D’ora in avanti sistemi informatici blindati. Infatti risponde del reato di accesso abusivo anche chi ha la password del database ma entra con finalità diverse rispetto a quelle consentite dal titolare di tale sistema.
Componendo un radicato contrasto di giurisprudenza, le Sezioni unite penali della Corte di cassazione con la sentenza n. 4694 del 7 febbraio 2012, hanno confermato la condanna a carico di un carabiniere che, pur essendo abilitato all’ingresso del sistema, lo aveva fatto non a fini investigativi a lui consentiti ma per svelare informazioni riservate a una conoscente. L’uomo si era difeso sostenendo che lui possedeva la password di ingresso al sistema e che per questo non era punibile ai sensi dell’articolo 615 ter del codice penale, indirizzato soltanto agli hacker.
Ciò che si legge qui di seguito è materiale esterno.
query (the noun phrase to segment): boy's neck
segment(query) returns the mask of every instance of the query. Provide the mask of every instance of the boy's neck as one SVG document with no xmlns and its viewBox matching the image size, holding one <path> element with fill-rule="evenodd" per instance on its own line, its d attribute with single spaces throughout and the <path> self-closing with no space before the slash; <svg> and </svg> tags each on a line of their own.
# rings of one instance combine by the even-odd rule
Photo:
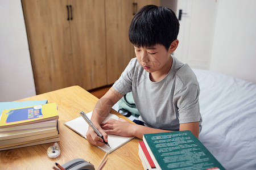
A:
<svg viewBox="0 0 256 170">
<path fill-rule="evenodd" d="M 154 73 L 150 73 L 150 79 L 153 82 L 157 82 L 162 80 L 169 73 L 172 65 L 172 57 L 170 56 L 166 65 L 160 70 Z"/>
</svg>

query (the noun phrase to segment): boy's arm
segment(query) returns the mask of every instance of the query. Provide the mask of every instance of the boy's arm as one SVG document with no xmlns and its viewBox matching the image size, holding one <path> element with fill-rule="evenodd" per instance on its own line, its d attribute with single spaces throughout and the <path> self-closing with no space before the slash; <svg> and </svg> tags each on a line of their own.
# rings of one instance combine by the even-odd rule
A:
<svg viewBox="0 0 256 170">
<path fill-rule="evenodd" d="M 118 135 L 125 137 L 137 137 L 142 139 L 143 134 L 156 133 L 171 131 L 147 127 L 142 125 L 131 124 L 123 120 L 118 121 L 111 119 L 102 126 L 108 134 Z M 191 122 L 180 124 L 180 130 L 190 130 L 198 138 L 199 133 L 199 122 Z"/>
<path fill-rule="evenodd" d="M 112 87 L 98 101 L 93 109 L 91 121 L 96 128 L 100 131 L 104 138 L 104 140 L 108 142 L 108 135 L 102 129 L 100 124 L 105 118 L 109 113 L 112 107 L 123 96 L 115 91 Z M 91 144 L 97 146 L 102 146 L 105 143 L 103 140 L 98 137 L 93 130 L 90 127 L 86 133 L 86 139 Z"/>
</svg>

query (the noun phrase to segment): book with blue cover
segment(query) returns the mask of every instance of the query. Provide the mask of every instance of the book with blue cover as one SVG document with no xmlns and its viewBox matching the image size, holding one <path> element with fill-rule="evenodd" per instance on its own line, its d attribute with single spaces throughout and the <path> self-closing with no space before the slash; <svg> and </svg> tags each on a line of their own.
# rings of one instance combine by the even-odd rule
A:
<svg viewBox="0 0 256 170">
<path fill-rule="evenodd" d="M 55 103 L 3 110 L 0 128 L 30 124 L 59 118 Z"/>
<path fill-rule="evenodd" d="M 19 108 L 22 107 L 40 104 L 44 104 L 47 103 L 47 100 L 0 102 L 0 116 L 2 114 L 3 110 Z"/>
</svg>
A questa obiezione il Massimo consesso di Piazza Cavour ha risposto, aderendo a una giurisprudenza della quinta sezione penale del Palazzaccio piuttosto restrittiva, che “integra la fattispecie criminosa di accesso abusivo ad un sistema informatico o telematico protetto, prevista dall’art. 615-ter cod. pen., la condotta di accesso o di mantenimento nel sistema posta in essere da soggetto che, pure essendo abilitato, violi le condizioni ed i limiti risultanti dal complesso delle prescrizioni impartite dal titolare del sistema per delimitarne oggettivamente l’accesso. Non hanno rilievo, invece, per la configurazione del reato, gli scopi e le finalità che soggettivamente hanno motivato l’ingresso al sistema”.